Já na visão dos alunos as propostas da medida também geram divergentes opiniões. Para Stefany Alves, 16 anos, estudante do colégio 24 de Outubro, por exemplo, “Eu acho que nós que estamos no ensino médio já entendemos o que nós queremos para o futuro, por isso por mais que tenha uma dúvida acho que todos temos uma noção do que queremos. Então para mim seria muito melhor estudar só aquilo que eu vou precisar na minha faculdade ou trabalho, do que perder tempo estudando coisas que eu nunca mais irei estudar depois da escola.”

Em contrapartida a isso, Nathalia Ribeiro, 14, aluna do 1° ano do colégio San Rafael discorda dessa proposta e afirma “Se eu tivesse que escolher já ano que vem o que eu quero eu acho que ainda não saberia, porque eu acho que sou muito nova ainda para ter que escolher uma coisa que eu só vou saber quando eu tiver que entrar na faculdade.
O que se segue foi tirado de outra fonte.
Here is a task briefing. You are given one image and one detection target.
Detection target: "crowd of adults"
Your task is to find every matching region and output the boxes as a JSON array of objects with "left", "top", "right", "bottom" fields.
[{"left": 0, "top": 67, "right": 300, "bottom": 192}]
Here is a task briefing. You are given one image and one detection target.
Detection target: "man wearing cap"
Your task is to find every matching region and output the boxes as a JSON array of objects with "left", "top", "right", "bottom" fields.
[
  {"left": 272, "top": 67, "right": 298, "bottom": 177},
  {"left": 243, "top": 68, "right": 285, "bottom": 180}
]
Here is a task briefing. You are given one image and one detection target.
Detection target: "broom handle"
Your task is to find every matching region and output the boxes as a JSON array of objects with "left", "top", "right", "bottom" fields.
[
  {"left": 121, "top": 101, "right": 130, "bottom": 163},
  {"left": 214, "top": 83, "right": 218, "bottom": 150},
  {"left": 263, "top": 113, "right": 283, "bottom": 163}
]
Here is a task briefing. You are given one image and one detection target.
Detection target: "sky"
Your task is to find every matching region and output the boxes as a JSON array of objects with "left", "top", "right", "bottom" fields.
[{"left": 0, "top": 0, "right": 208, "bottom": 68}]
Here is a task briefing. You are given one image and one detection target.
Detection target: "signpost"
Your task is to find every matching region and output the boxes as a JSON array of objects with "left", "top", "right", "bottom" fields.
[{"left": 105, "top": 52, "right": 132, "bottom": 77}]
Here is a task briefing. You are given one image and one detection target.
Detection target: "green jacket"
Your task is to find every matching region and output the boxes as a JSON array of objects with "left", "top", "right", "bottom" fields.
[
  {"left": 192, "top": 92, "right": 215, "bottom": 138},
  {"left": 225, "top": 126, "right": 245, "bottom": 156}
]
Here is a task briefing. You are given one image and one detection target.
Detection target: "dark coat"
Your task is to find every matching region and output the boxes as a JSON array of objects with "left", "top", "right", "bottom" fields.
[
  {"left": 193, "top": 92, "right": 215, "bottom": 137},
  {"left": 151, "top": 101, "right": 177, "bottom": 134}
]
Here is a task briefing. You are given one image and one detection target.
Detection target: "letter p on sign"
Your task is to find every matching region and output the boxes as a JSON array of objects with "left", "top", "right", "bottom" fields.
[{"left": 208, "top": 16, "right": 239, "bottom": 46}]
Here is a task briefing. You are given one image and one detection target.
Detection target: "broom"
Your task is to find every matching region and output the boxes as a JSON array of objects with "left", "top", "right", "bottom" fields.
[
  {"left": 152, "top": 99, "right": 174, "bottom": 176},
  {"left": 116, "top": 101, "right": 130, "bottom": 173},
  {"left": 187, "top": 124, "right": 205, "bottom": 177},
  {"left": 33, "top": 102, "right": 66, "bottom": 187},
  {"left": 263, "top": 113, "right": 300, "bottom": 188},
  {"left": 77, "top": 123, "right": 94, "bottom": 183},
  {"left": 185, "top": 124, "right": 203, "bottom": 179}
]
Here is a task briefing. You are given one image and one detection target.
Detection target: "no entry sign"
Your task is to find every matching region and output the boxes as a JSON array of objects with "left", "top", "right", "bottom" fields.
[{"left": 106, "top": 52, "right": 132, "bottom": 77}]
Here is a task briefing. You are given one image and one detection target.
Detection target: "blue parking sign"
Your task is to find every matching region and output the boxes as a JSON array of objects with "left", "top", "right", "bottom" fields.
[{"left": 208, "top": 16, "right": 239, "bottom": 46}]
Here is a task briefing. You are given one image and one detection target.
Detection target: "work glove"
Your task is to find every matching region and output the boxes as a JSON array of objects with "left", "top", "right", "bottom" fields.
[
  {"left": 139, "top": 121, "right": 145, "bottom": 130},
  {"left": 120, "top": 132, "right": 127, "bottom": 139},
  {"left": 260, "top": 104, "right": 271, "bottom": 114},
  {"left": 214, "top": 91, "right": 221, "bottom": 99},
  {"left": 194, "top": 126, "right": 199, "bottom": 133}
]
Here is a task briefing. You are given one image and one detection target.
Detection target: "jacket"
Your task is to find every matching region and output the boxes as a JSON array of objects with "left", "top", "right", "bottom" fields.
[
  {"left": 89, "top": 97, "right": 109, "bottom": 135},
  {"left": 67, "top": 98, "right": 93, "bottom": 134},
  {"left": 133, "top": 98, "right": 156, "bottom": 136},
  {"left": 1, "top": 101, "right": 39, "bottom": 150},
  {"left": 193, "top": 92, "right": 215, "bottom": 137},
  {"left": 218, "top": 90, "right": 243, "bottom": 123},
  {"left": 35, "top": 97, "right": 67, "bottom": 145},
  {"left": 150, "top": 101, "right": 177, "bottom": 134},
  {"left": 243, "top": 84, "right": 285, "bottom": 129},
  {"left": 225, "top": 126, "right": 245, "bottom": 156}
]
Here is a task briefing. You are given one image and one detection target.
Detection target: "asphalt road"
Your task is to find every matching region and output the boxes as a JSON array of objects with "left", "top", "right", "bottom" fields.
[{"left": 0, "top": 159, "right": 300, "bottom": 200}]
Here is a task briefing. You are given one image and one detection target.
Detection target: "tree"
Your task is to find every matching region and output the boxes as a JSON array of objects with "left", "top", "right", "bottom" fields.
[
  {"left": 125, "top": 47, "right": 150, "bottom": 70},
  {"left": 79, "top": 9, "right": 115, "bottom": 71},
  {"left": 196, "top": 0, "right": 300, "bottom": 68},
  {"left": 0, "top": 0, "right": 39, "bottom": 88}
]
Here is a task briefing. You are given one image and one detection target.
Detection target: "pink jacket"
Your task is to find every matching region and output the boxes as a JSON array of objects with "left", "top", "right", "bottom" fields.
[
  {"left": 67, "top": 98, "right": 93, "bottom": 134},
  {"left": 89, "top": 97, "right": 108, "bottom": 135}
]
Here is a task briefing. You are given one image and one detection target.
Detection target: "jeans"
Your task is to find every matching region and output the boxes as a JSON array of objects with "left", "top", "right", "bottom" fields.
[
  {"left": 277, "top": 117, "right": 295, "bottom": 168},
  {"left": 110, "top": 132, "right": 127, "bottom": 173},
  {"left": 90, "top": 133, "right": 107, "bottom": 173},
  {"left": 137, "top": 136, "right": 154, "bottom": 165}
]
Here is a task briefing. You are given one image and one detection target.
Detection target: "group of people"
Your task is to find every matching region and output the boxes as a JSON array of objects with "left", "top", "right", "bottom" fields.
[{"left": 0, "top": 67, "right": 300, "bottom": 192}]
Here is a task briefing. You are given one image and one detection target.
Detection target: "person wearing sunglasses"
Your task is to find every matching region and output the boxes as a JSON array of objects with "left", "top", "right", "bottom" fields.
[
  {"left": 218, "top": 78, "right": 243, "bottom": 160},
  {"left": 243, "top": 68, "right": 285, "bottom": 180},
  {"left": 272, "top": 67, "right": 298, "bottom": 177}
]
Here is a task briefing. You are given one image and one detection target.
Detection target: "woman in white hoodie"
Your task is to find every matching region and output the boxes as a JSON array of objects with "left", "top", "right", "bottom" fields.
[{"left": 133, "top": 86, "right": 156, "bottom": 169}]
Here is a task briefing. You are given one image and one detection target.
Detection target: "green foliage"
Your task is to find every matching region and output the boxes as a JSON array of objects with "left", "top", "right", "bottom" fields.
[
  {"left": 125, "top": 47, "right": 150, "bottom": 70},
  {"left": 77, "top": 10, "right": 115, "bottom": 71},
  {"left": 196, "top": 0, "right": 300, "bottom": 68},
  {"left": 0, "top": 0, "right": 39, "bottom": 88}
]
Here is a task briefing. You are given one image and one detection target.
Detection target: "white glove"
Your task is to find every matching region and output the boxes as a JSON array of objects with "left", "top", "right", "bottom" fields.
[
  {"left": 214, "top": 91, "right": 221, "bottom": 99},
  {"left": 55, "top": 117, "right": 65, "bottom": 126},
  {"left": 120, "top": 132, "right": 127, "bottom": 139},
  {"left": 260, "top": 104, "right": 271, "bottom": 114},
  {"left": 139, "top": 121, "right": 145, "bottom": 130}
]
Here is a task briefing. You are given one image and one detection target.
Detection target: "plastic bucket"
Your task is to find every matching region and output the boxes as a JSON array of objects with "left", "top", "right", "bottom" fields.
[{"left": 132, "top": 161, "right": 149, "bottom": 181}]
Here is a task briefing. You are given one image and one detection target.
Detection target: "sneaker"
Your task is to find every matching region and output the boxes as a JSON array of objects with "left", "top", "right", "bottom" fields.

E acho que talvez até depois da faculdade eu não sei se já vou ter certeza de qual área quero para mim.” 

Matérias optativas e flexibilidade curricular

André Santos, 18, aluno do 3° ano do colégio Colégio Estadual Prof. Joaquim Vieira Sobral, por exemplo, não é favorável a não obrigatoriedade dessas disciplinas “Pelo que eu percebo dos meus colegas, infelizmente os alunos vão preferir não estudar essas matérias, já que eles não serão obrigados. O que será muito triste porque as matérias de sociologia e filosofia são muito importantes, por nos ajudarem a pensar; e educação física é muito importante também, pois muitos jovens são sedentários e não gostam de praticar esportes.”. 

Para Luan Vasconcelos, 17, que acabou de concluir o ensino médio no Colégio Purificação a flexibilidade pode ser prejudicial por gerar disparidade numérica entre as áreas escolhidas “Eu acho bem provável que muitos estudantes escolham uma área por influência dos amigos ou por acharem que é mais fácil, e acredito que possa acabar acontecendo de uma área ter muitos alunos matriculados, enquanto a outra tenha poucos, ou nenhum.”

Portanto pode-se perceber o quanto essa lei vem gerando cada vez mais diversas opiniões, que são discordantes entre os participantes do ensino médio – sejam eles alunos, professores ou gestores – e a tendência é que essas discussões se intensifiquem conforme as pessoas possuam mais conhecimento sobre a MP, e principalmente enquanto as propostas continuem sendo massivamente divulgadas pelo governo.